Joachim Gauck zog Zuhörer in Bann

Lesung im ausverkauften Oberschlesischen Landesmuseum.

Hösel. Derart prominenten Besuch hat man nur selten in Ratingen und so war auch die Aufregung groß beim Kulturkreis Hösel, als am Samstagabend Joachim Gauck im Haus Oberschlesien aus seinen Erinnerungen las. Aber: „Die Freude ist größer als die Aufregung“, versicherte Regine Walther, die stellvertretende Vorsitzende des Kulturkreises in ihrer sehr persönlichen Begrüßung.

Wie zu erwarten war das Oktagon des Hauses Oberschlesien mit 200 Besuchern — überwiegend Mitgliedern des Kulturkreises — voll ausverkauft. Und es herrschte die meiste Zeit über gespannte Stille, so dass man eine Stecknadel hätte fallen hören können. So sehr zog Gauck sein Publikum von den ersten Worten an, bis zuletzt, in seinen Bann.
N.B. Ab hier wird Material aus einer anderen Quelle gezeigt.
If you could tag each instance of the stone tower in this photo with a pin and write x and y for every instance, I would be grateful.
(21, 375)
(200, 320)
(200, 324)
Bei einem so bewegten Leben überrascht es nicht, dass Gauck etwas zu sagen hatte: Als evangelischer Pastor in der DDR hatte er sich in der Bürgerrechtsbewegung engagiert, wurde nach der Wende erster Bundesbeauftragter für die Stasi-Unterlagen-Behörde und trat 2010 für das Amt des Bundespräsidenten an.

Doch als Buchautor betrat er 2009 wirkliches Neuland. Dem brillanten Redner Gauck war das Schreiben völlig fremd, wie er unumwunden zugab. Mithilfe seiner guten Freundin und Co-Autorin Helga Hirsch gelang es ihm doch, die Erinnerungen an sein bewegtes Leben aufzuschreiben:

Aus dem Ergebnis „Winter im Sommer — Frühling im Herbst“ las er nun lange Passagen vor und zeigte sich auch auf diesem Gebiet als echter Könner. Betont und pointiert las er und verlieh dem Text mit seiner eher spröden Sprache eine zusätzliche menschliche Dimension.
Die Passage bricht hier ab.